Friday, April 24, 2020

Stay-at-home shelfie #28

We've reached the bottom of the Fairy Tale and Folklore Bookshelf. There are some mysterious books down here. And maybe it's more fun if we just leave some of them mysterious, for future Home Library Historians™ to obsess over like those academics who spend their lives psychoanalyzing Shakespeare's sonnets.

In the first photo, we have another volume by Italo Calvino. Why isn't it next to the Calvino book one shelf up? Should that make me itchy? Then there are more folk-tale collections tied to various geographic regions. I would have sworn that I'd blogged about Sandman's Rainy Day Stories at some point, but apparently I have not. Maybe I dreamed it. This copy was once the property of Elinor F. Rogers of Melrose, Massachusetts. She graduated from Melrose High School in June 1933, on a night when Miss Margaret Chandler was the valedictorian, according to The Boston Globe. And no, I don't think that Chandler is part of my family tree, but wouldn't it just be the nuttiest thing you ever heard if she is?

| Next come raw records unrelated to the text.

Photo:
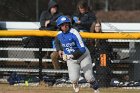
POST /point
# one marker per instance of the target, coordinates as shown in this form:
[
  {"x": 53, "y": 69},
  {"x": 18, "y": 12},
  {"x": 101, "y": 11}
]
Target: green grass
[{"x": 5, "y": 88}]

Then there's a collection of recent books on folk horror, a topic that ties in a bit with psychogeography. Mix in some magic, some fairies, and some cryptozoology, and this shelf is a wonderful hot mess. A 10-year-old back in my day would have had a great time if he or she got to secretly browse a shelf like this. Dragons, Fairies and Fun, by Dora Broome, is another book that Amanda Jones of Wales introduced me to. And I was inspired to track down The Evil Eye after this 2017 post.